Pasta. Even Asian greens can be tossed with pasta and fresh parmesan. Boil noodles of your choice al dente. While the noodles are cooking sauté chopped mizuna in olive oil with garlic. When the noodles are ready, drain and reserve 1 cup of the pasta water. Toss the noodles, parm, and a bit of the pasta water together in a skillet over low heat. Add more pasta water if the mixture looks dry. Serve with crushed red pepper and extra cheese!

Risotto. Another Italian inspired use for mizuna!

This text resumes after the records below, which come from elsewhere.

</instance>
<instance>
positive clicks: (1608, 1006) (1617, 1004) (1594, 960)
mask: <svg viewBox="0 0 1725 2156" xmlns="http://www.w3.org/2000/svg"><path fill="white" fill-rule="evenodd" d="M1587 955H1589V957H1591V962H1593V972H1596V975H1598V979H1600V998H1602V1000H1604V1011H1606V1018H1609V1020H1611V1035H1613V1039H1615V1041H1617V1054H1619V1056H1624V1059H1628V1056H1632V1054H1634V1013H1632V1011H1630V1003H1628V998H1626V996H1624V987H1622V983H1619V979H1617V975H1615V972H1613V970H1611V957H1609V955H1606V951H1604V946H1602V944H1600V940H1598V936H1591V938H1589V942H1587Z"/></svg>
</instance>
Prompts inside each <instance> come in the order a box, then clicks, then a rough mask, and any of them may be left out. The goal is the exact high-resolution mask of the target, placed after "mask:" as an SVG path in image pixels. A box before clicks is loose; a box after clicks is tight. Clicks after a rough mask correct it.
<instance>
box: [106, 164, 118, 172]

Stir chopped and cleaned mizuna into a batch of risotto at the end of cooking. It will wilt perfectly. Try pairing with mushrooms for an earthy dish.

Stir-fry. Asian greens are of course perfect for stir-fry! Pair with any vegetables in your share, lots of garlic and ginger, and your protein of choice. 

Soup. We love greens in miso soup, but feel free to toss them into any vegetable soup at the end of cooking. Mizuna would also pair well with chicken noodle or light creamy soups.

Grain Salads. Toss raw mizuna with farro, quinoa, rice, barley, or any grain for fresh salad perfect for picnics and potlucks.

Sauté. The simplest is last! Wash mizuna and then toss in a pan with garlic and olive oil. 

Asian Cabbage Slaw Recipe

6 cups shredded Chinese cabbage(about 1 medium-size head)

¼ cup finely minced scallions

1 tablespoon finely slivered fresh ginger

2 tablespoons sesame seeds

⅓ cup rice vinegar

1 tablespoon light soy sauce

⅓ cup Oriental sesame oil

1 tablespoon finely minced fresh coriander leaves

 Hot red pepper flakes to taste

Put the cabbage in a large bowl. Toss with the scallions and ginger.

Put the sesame seeds in a dry skillet over medium-high heat and toast until golden, about three minutes. Remove from heat; set aside.

Mix the vinegar, soy sauce and sesame oil together. Pour the dressing over the cabbage and toss gently. Add the coriander leaves and red pepper flakes and toss again.

Transfer to a serving bowl and sprinkle with the toasted sesame seeds. The salad is ready to serve, but it can wait, at room temperature, an hour or two before serving.

 
Thanks for choosing us to be your farmers!